Sedangkan makna syarif dalam kamus Bahrul Muhith memiliki makna tinggi dan mulia. Hal tersebut tidak akan terjadi kecuali berasal dari nasab terdahulunya. Di era Islam pertama, gelar ini dinisbatkan kepada keluarga yang berasal dari keturunan Hasyim. Dan tokoh utama yang menyandang gelar ini adalah Syarif Ridho dan saudaranya yaitu Syarif Al-Murtadho r.a. Terjadi perbedaan pendapat mengenai penisbatan gelar ini, Ahlu Iraq berpandangan bahwa gelar ini hanya dikhusukan untuk keturunan Abbas, sedangkan Ahlu Syam berpendapat bahwa gelar ini hanya berlaku bagi keturunan Hasan serta Husein bin Sayyidina Ali bin Abi Thalib r.a.

Pada tahun ke 4 Hijriyah, sebagian keturunan dari Sayyidina Husein berhijrah dari Bashrah ke Hijaz, Irak. Setelah dikuasai oleh ahlul bid’ah. Di samping adanya berbagai gangguan yang  mengusik para keturunan nabi juga munculnya golongan Zanj yang terlaknat, mereka memecah belah kaum muslimin, menguasai kota Basrah dan daerah-daerah sekitar, mereka merampas para istri kaum muslimin dan memperkosa mereka dengan bayaran dua dirham, dalam sehari mereka berhasil membunuh tiga ratus ribu orang.
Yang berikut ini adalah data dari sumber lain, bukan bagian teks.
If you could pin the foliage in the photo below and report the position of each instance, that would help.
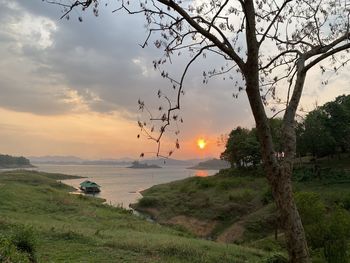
(263, 45)
(10, 253)
(326, 130)
(242, 147)
(68, 228)
(329, 231)
(7, 161)
(24, 239)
Dengan tekad yang bulat, Sayyid Ahmad berhijrah bersama keluarganya dari kota Basrah menuju kota Madinah, setelah itu berpindah lagi ke kota Mekkah dan pada akhirnya beliau berpindah ke desa-desa di Yaman, dari satu desa ke desa lainnya hingga pemberhentian terakhirnya di provinsi Hadramaut dan keturunan beliau bertempat di kota Tarim.

Setelah menginjakan kaki di negeri Hadhramaut, Sayyid Ahmad mulai berdakwah dan menebarkan ilmu syariat yang dibawa dan diwarisinya dari para leluhur pendahulunya. Keikhlasan serta kegigihan beliau menegakkan kalimat Tauhid di tanah Hadhramaut membuahkan hasil. Tidak sampai disitu, dakwahnya berhasil tersebar ke berbagai penjuru negeri yang dibawa oleh para murid serta keturunannya. Di antara negara-negara yang berhasil dicapainya ialah India, China, Indonesia dll.


Apakah Ahlu Bait Boleh Menerima Sedekah?

Tidak ada perbedaan pendapat mengenai hukum menerima sedekah bagi ahlu bait, Jumhur Ulama sepakat bahwa bagi ahlu bait Rasulullah saw haram menerima sedekah, baik itu sedekah fardhu ataupun sunnah. Rasulullah saw bersabda,

إني لأنقلب إلى أهلي فأجد التمرة ساقطة على فراشي ثم فأرفعها لآكلها ثم أخشى أن تكون صدقة فالقيها ولا آكلها (رواه أحمد)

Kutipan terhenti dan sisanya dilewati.